|
|
|
|
|
by burntsushi
1205 days ago
|
|
Does there exist a regex engine I can try that uses derivatives and supports large Unicode classes and purports to be usable for others? :-) It has been a long time since I read the "Regular-expression derivative re-examined" derivative paper. Mostly the only thing I remember at this point is that I came away thinking that it would be difficult to adapt in practice for large Unicode classes. But I don't remember the details. It is honestly very difficult for me to translate your comment here into an actionable implementation strategy. But that's probably just my inexperience with derivatives talking. |
|
I don't know any besides ocaml-re that Drup already linked, sorry :).
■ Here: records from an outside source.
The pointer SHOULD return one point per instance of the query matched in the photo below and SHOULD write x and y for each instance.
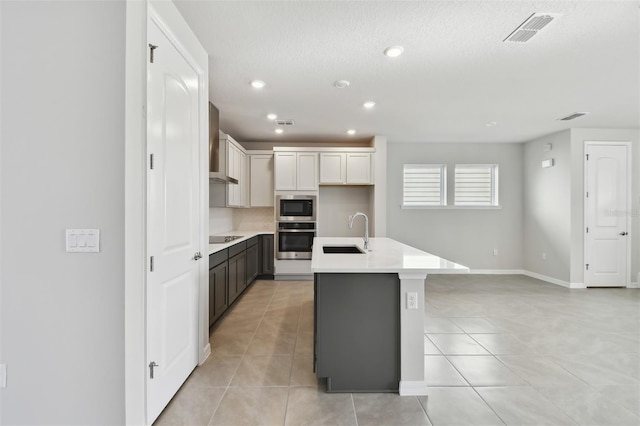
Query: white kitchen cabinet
(261, 180)
(236, 168)
(359, 168)
(307, 173)
(346, 168)
(333, 168)
(296, 171)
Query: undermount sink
(342, 250)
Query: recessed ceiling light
(341, 84)
(393, 51)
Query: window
(476, 185)
(424, 185)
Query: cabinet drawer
(238, 248)
(217, 258)
(252, 241)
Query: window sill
(451, 207)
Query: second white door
(606, 214)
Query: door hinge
(152, 48)
(152, 364)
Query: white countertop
(214, 248)
(384, 256)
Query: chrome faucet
(366, 227)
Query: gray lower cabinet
(357, 331)
(266, 255)
(252, 259)
(233, 269)
(217, 291)
(237, 275)
(218, 281)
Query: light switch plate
(83, 240)
(3, 376)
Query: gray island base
(369, 314)
(357, 331)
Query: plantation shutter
(423, 185)
(475, 185)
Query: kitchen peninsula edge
(389, 258)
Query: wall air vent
(572, 116)
(284, 122)
(530, 27)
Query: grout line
(355, 413)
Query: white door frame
(627, 279)
(137, 13)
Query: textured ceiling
(455, 76)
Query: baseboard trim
(293, 277)
(413, 388)
(497, 271)
(205, 354)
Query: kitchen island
(369, 313)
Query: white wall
(466, 236)
(547, 206)
(62, 314)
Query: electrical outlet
(3, 376)
(412, 300)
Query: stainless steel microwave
(299, 208)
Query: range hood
(217, 151)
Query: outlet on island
(412, 300)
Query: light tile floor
(504, 349)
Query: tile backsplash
(253, 219)
(223, 220)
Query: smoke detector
(531, 27)
(572, 116)
(287, 122)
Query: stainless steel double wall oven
(295, 226)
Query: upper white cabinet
(261, 180)
(307, 173)
(346, 168)
(296, 171)
(236, 168)
(333, 168)
(359, 168)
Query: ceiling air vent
(574, 115)
(530, 27)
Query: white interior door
(173, 225)
(606, 215)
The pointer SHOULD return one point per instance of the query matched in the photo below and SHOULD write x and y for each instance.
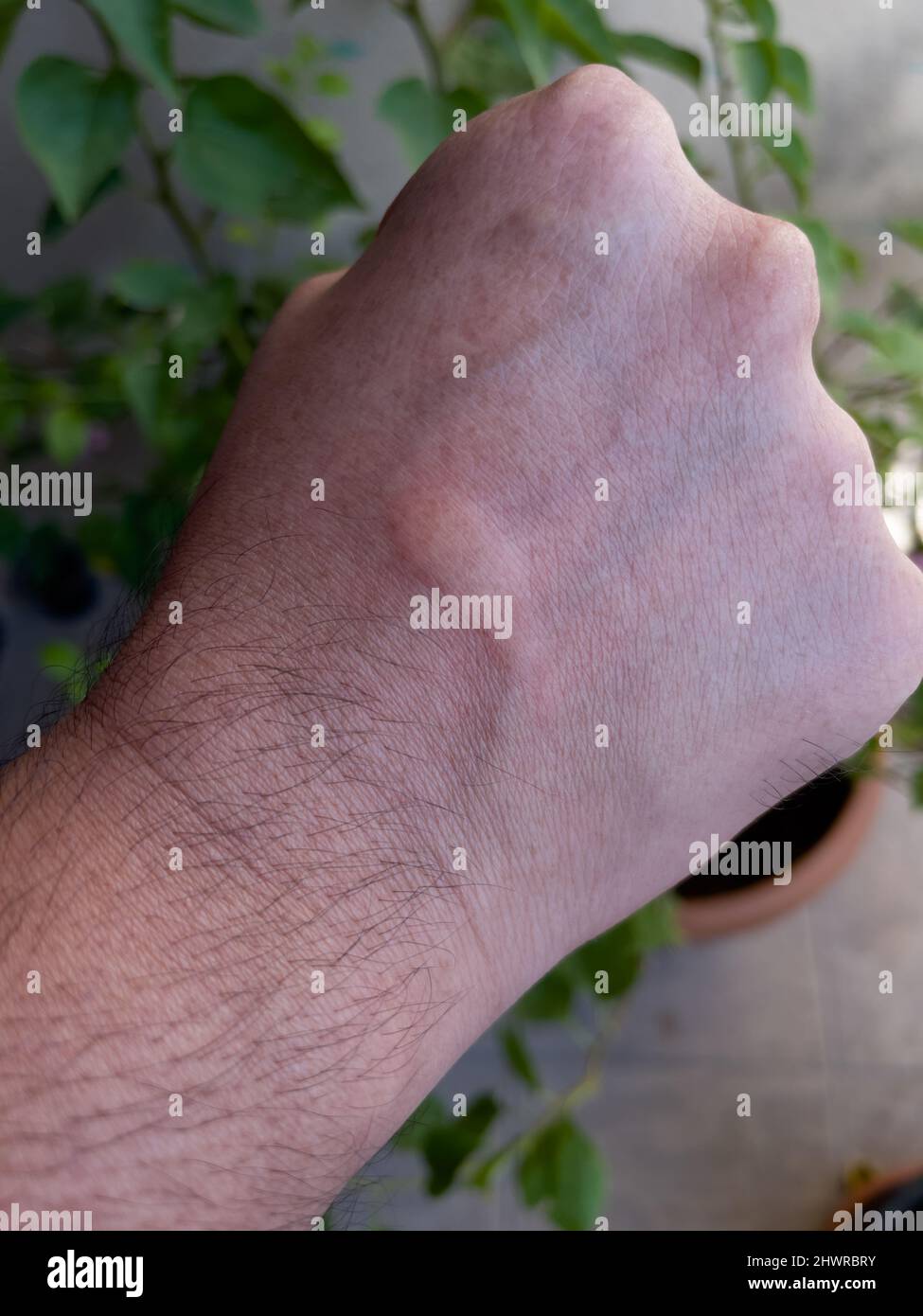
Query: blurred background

And sorry that my comment is hard to decipher. I think the core point is that the "character set" can be an abstract type from the point of view of the derivation algorithm. So it doesn't matter how they are represented, nor "how big" a character set is.
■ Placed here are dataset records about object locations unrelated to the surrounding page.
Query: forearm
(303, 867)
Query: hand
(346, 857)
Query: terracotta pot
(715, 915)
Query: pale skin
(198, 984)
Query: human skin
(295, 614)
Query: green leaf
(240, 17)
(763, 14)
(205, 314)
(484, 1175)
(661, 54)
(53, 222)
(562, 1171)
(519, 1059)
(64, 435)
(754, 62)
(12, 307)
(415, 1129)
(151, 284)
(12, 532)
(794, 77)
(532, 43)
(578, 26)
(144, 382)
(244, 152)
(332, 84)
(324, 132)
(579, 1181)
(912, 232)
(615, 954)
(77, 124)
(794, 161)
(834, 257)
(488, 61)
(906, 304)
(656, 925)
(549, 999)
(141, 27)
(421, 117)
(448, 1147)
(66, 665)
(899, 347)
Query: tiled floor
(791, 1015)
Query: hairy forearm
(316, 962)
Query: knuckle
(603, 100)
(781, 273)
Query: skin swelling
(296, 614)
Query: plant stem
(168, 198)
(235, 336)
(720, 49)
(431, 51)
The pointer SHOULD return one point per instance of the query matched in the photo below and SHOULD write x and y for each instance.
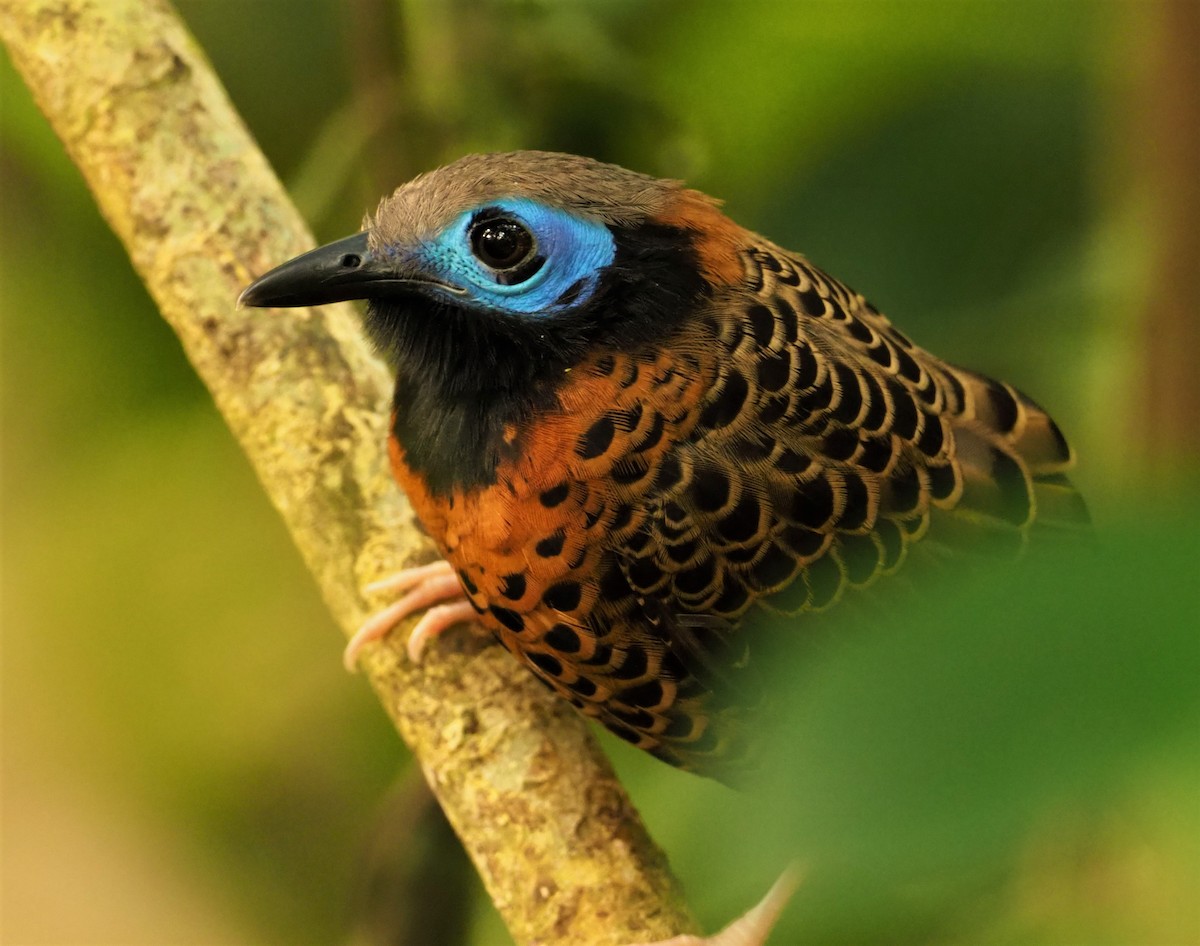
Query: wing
(828, 445)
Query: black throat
(463, 375)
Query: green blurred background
(1013, 183)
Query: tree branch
(561, 849)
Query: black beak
(334, 273)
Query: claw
(426, 585)
(754, 927)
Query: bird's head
(539, 251)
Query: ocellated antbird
(634, 426)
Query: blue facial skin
(575, 250)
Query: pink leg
(754, 927)
(426, 585)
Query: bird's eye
(507, 246)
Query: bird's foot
(751, 928)
(425, 586)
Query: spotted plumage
(635, 429)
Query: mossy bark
(179, 178)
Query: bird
(642, 435)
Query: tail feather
(1013, 459)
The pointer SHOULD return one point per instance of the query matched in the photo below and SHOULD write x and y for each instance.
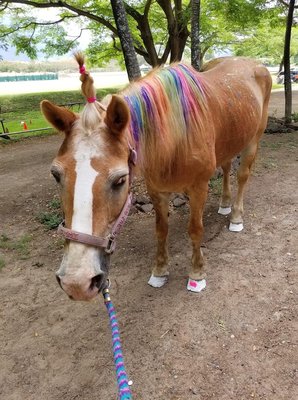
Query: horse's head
(92, 172)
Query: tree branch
(62, 4)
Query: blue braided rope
(124, 392)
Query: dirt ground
(237, 340)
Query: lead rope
(124, 392)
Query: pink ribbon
(82, 69)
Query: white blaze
(82, 217)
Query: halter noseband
(108, 243)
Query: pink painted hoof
(196, 286)
(224, 210)
(235, 227)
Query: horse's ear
(61, 118)
(117, 116)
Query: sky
(10, 54)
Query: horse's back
(240, 90)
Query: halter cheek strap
(108, 242)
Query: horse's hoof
(235, 227)
(196, 286)
(224, 210)
(158, 281)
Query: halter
(108, 243)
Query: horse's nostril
(97, 281)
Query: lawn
(17, 109)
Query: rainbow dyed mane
(166, 107)
(173, 96)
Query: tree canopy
(160, 28)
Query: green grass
(26, 107)
(20, 245)
(53, 217)
(50, 219)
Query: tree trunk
(130, 58)
(287, 65)
(195, 34)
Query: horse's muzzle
(82, 289)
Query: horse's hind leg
(160, 270)
(226, 197)
(247, 158)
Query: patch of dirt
(237, 340)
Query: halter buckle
(111, 244)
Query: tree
(131, 62)
(160, 28)
(287, 64)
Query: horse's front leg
(160, 270)
(197, 199)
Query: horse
(182, 124)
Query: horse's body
(183, 124)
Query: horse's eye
(119, 183)
(56, 174)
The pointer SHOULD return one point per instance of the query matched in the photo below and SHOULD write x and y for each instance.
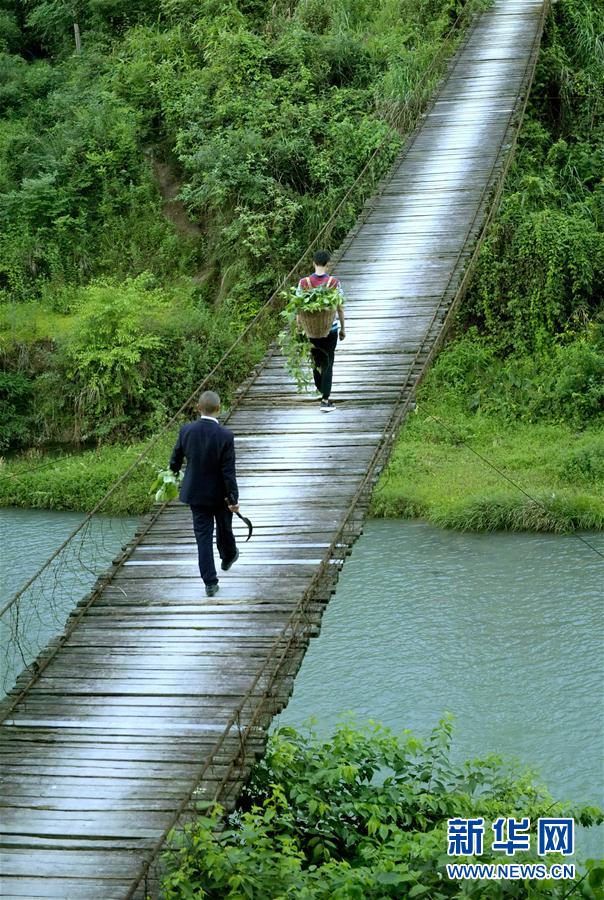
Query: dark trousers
(323, 351)
(203, 526)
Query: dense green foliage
(362, 816)
(261, 113)
(541, 270)
(523, 382)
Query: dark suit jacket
(210, 474)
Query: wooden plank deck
(160, 694)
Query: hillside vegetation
(522, 383)
(116, 295)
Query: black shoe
(226, 566)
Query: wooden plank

With Antimirov's derivative (which produces an NFA), there is no constraint on this type.
With Brzozowski's derivative, you need at least the ability to intersect two character sets. So the type should implement a trait with an intersection function (in Rust syntax, `trait Intersect fn intersect(self, Self) -> Self`). That's necessary for any implementation generating a DFA anyway.
And if you also want to deal with complementation, then a second method `fn negate(self) -> Self` is necessary.